Extension of the EFSF programme and EFSF bonds for Greece
Luxembourg – The Board of Directors of the European Financial Stability Facility (EFSF) decided today to grant Greece a two-month technical extension of its 2nd Economic Adjustment Programme financed by the EFSF. Instead of ending on 31 December 2014, the EFSF programme will now end on 28 February 2015. The decision follows a request from the Greek Finance Minister Gikas Hardouvelis.
As a result of this decision, the remaining €1.8 billion from the programme can still be disbursed to Greece until the end of February. The disbursement of this last loan tranche is conditional on the successful conclusion of the current programme’s last review. As part of the programme, the EFSF has so far disbursed €141.8 billion of financial assistance to Greece.
In parallel, following a request from Greece, EFSF CEO Klaus Regling has confirmed that the availability period of €10.9 billion of EFSF bonds has been extended until 28 February 2015. As part of Greece’s 2nd Economic Adjustment Programme, these EFSF bonds were transferred to the Hellenic Financial Stability Fund (HFSF) which can use them to recapitalise and resolve banks.
“The technical extension of the EFSF programme for two months gives Greece time to conclude the current review with the Troika”, said EFSF CEO Klaus Regling, who is also Managing Director of the European Stability Mechanism (ESM). “The extension of the EFSF facility and bonds for two months ensures that these funds remain available for Greece. This will reassure the markets. Greece and the Troika should use this period to move towards a follow-up arrangement.”

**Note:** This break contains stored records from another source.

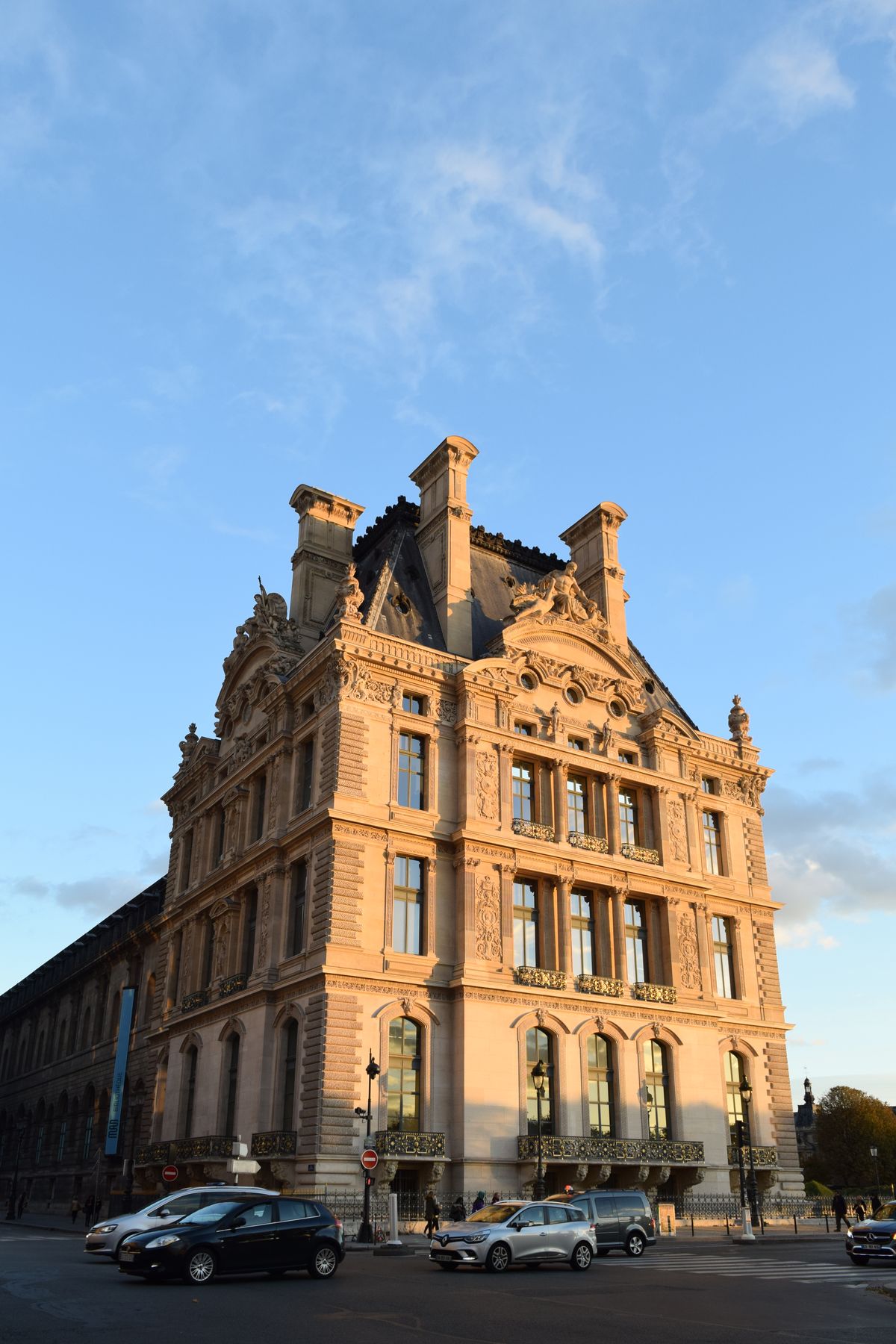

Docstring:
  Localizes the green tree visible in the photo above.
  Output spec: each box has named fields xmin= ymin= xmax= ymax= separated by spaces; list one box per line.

xmin=806 ymin=1087 xmax=896 ymax=1189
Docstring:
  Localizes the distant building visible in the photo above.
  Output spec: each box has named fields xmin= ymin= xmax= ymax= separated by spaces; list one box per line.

xmin=0 ymin=438 xmax=802 ymax=1215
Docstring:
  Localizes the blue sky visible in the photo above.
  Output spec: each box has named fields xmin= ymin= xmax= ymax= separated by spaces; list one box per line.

xmin=0 ymin=0 xmax=896 ymax=1102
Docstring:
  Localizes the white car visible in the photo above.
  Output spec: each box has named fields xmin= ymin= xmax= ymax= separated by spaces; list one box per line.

xmin=84 ymin=1184 xmax=271 ymax=1260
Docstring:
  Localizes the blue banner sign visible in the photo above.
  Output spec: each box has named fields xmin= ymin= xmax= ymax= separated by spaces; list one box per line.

xmin=105 ymin=986 xmax=137 ymax=1157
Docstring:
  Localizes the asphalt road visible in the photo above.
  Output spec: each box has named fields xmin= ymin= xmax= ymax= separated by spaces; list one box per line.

xmin=0 ymin=1225 xmax=896 ymax=1344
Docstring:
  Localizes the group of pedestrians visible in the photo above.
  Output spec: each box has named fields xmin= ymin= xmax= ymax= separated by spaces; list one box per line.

xmin=830 ymin=1191 xmax=883 ymax=1233
xmin=423 ymin=1189 xmax=501 ymax=1236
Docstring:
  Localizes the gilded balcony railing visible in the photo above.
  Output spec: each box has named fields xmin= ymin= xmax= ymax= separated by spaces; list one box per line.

xmin=373 ymin=1129 xmax=445 ymax=1157
xmin=170 ymin=1134 xmax=237 ymax=1163
xmin=511 ymin=817 xmax=553 ymax=840
xmin=567 ymin=830 xmax=609 ymax=853
xmin=728 ymin=1144 xmax=778 ymax=1168
xmin=217 ymin=971 xmax=249 ymax=998
xmin=517 ymin=1134 xmax=704 ymax=1166
xmin=575 ymin=976 xmax=623 ymax=998
xmin=180 ymin=989 xmax=208 ymax=1012
xmin=632 ymin=980 xmax=679 ymax=1004
xmin=251 ymin=1129 xmax=298 ymax=1157
xmin=513 ymin=966 xmax=567 ymax=989
xmin=622 ymin=844 xmax=659 ymax=863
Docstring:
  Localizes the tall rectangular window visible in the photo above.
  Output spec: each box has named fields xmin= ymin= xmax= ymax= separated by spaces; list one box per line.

xmin=296 ymin=738 xmax=314 ymax=812
xmin=392 ymin=855 xmax=423 ymax=957
xmin=712 ymin=915 xmax=735 ymax=998
xmin=511 ymin=761 xmax=535 ymax=821
xmin=619 ymin=789 xmax=638 ymax=844
xmin=570 ymin=891 xmax=594 ymax=976
xmin=252 ymin=774 xmax=267 ymax=840
xmin=567 ymin=774 xmax=588 ymax=835
xmin=703 ymin=812 xmax=721 ymax=874
xmin=625 ymin=900 xmax=650 ymax=984
xmin=398 ymin=732 xmax=423 ymax=809
xmin=294 ymin=859 xmax=308 ymax=957
xmin=513 ymin=882 xmax=538 ymax=966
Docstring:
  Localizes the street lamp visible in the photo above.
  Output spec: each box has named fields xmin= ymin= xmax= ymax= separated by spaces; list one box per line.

xmin=532 ymin=1059 xmax=548 ymax=1199
xmin=355 ymin=1050 xmax=380 ymax=1243
xmin=740 ymin=1078 xmax=762 ymax=1226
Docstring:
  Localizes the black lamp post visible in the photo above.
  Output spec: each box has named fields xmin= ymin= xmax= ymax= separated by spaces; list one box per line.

xmin=355 ymin=1050 xmax=380 ymax=1243
xmin=7 ymin=1119 xmax=25 ymax=1222
xmin=532 ymin=1059 xmax=548 ymax=1199
xmin=740 ymin=1078 xmax=759 ymax=1223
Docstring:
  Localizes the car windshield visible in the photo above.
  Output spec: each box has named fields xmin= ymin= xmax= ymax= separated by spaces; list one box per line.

xmin=467 ymin=1204 xmax=523 ymax=1223
xmin=180 ymin=1199 xmax=243 ymax=1227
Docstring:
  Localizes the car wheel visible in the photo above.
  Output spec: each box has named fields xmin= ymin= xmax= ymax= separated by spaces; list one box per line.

xmin=570 ymin=1242 xmax=591 ymax=1269
xmin=308 ymin=1246 xmax=338 ymax=1278
xmin=184 ymin=1246 xmax=217 ymax=1285
xmin=485 ymin=1242 xmax=511 ymax=1274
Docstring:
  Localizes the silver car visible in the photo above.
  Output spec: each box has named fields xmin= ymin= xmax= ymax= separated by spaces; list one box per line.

xmin=430 ymin=1199 xmax=597 ymax=1274
xmin=84 ymin=1186 xmax=271 ymax=1260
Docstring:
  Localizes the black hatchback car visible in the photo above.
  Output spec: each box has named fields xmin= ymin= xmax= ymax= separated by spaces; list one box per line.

xmin=118 ymin=1198 xmax=345 ymax=1285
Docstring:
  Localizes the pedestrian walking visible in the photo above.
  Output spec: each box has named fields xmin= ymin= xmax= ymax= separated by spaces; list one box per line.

xmin=830 ymin=1191 xmax=849 ymax=1233
xmin=423 ymin=1189 xmax=442 ymax=1236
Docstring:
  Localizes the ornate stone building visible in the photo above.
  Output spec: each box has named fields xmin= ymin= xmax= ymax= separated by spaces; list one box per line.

xmin=0 ymin=438 xmax=802 ymax=1210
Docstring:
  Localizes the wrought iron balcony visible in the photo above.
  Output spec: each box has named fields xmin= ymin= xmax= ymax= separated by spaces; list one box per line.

xmin=517 ymin=1134 xmax=704 ymax=1166
xmin=180 ymin=989 xmax=208 ymax=1012
xmin=134 ymin=1139 xmax=170 ymax=1166
xmin=567 ymin=830 xmax=609 ymax=853
xmin=217 ymin=971 xmax=249 ymax=998
xmin=632 ymin=980 xmax=679 ymax=1004
xmin=728 ymin=1144 xmax=778 ymax=1169
xmin=575 ymin=976 xmax=623 ymax=998
xmin=373 ymin=1129 xmax=445 ymax=1157
xmin=251 ymin=1129 xmax=298 ymax=1157
xmin=511 ymin=817 xmax=553 ymax=840
xmin=170 ymin=1134 xmax=237 ymax=1163
xmin=622 ymin=844 xmax=659 ymax=863
xmin=513 ymin=966 xmax=567 ymax=989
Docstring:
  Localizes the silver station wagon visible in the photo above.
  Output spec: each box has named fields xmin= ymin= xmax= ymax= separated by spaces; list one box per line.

xmin=430 ymin=1199 xmax=597 ymax=1274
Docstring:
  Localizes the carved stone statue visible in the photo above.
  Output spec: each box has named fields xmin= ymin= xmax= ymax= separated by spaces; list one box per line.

xmin=336 ymin=563 xmax=364 ymax=621
xmin=511 ymin=561 xmax=606 ymax=632
xmin=728 ymin=695 xmax=752 ymax=742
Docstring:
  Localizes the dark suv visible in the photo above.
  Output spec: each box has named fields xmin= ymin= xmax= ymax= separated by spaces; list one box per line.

xmin=550 ymin=1189 xmax=657 ymax=1255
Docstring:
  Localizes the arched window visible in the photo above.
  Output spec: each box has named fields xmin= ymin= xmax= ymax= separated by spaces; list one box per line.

xmin=387 ymin=1018 xmax=420 ymax=1133
xmin=644 ymin=1040 xmax=669 ymax=1139
xmin=224 ymin=1032 xmax=239 ymax=1134
xmin=726 ymin=1050 xmax=746 ymax=1144
xmin=588 ymin=1035 xmax=614 ymax=1139
xmin=279 ymin=1018 xmax=298 ymax=1129
xmin=525 ymin=1027 xmax=553 ymax=1134
xmin=183 ymin=1045 xmax=199 ymax=1139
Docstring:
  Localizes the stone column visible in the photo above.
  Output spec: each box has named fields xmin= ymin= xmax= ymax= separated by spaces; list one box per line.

xmin=603 ymin=774 xmax=620 ymax=853
xmin=551 ymin=758 xmax=567 ymax=844
xmin=553 ymin=877 xmax=572 ymax=981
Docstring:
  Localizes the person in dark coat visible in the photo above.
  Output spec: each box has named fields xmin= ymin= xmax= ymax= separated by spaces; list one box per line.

xmin=830 ymin=1191 xmax=849 ymax=1233
xmin=423 ymin=1189 xmax=442 ymax=1236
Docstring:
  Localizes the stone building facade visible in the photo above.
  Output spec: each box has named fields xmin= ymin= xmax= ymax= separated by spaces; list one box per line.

xmin=0 ymin=438 xmax=802 ymax=1195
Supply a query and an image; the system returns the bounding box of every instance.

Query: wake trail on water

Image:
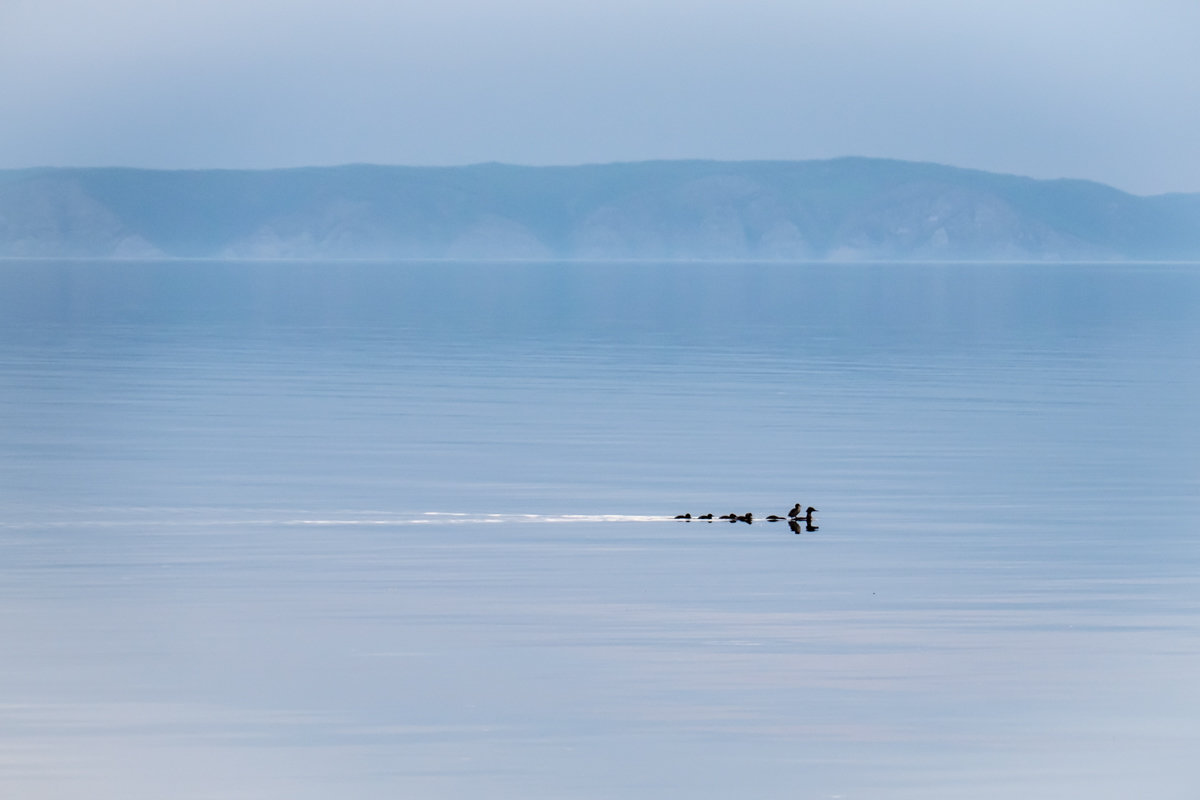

At its meeting on 8 December, the Eurogroup reiterated that it would be favourably disposed to a Greek request for an Enhanced Conditions Credit Line (ECCL) by the ESM as a follow-up to Greece’s current programme. The ESM would only grant an ECCL once Greece’s 2nd Economic Adjustment Programme has been successfully concluded. The ECCL is a precautionary credit line by the ESM.“The Greek people have made enormous progress in putting their economy back on sounder footing, but there is still a need for more reform”, Klaus Regling added. “With the extension of the EFSF programme and the prospect of ESM support afterwards, conditions are there in principle to accompany Greece towards a full economic recovery and renewed full market access.”